Problem with Mirroring of large Repositories

  • bug description (occurred issue):
    We use an Instance of SCM-Manager with the “Repository Mirror” Plugin. Mirroring large Repositories is nearly impossible.

  • expected result / system behavior:
    Adding a Repository as a Mirror. The initial clone of the remote Repo may take Minutes or an Hour?
    Updates to that Repository (via the set “Refresh Period”) should be fast, running only Minutes or Seconds.
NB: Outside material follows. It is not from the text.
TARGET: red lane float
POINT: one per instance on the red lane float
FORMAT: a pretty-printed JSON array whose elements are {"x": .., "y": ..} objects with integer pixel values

  • observed result / system behavior:
    The initial Mirror can take up to several Days. Using 100% of one CPU Core. Sometimes it doesn’t finish after Days and we aren’t sure if it will finish at all.
    If the initial mirror succeeds, some periodic updates take also Hours or Days to complete. This leads to a permanent CPU Utilization of 1-3 CPU Cores of our prod. server which is hosting the SCM-Manager.
    This is reproducible with a fresh install of SCM-Manager. I’ve installed a new Instance and mirrored the Repository of the Nextcloud Android App as an example. (GitHub - nextcloud/android: 📱 Nextcloud Android app)
    The Screenshots are from this Test-Server, because I’m not sure how much I can share from our Company SCM-Instance.
    I’ve added the Mirror on 01.01.2024 at around 11 PM. To this Time, it is still running, showing CPU Usage, but no results in SCM itself.

  • SCM-Manager version and installed package:
    SCM-Server 2.48.3
    Plugin Repository Size 1.2.0
    Plugin Readme 2.1.0
    Plugin Statistic 2.2.2
    Plugin Repository Mirror 2.3.1

(Please also add Screenshots of the issue + if possible a trace created by the SCM-Manager support plugin)
The mirrored Repo:

Monitoring showing Server vitals over several Hours:
(VM was fresh created, monitoring added and then the mirror added)

As comparision, “git clone --mirror” of the same Repo on the same Server:

Hi,

thanks for this report. Apparently this massive drop in performance (which we have to confirm) came due to a fix regarding LFS files. It looks like we havet to find another way to check for LFS files or maybe we will add a switch to ignore LFS. However, the current performance is not acceptable.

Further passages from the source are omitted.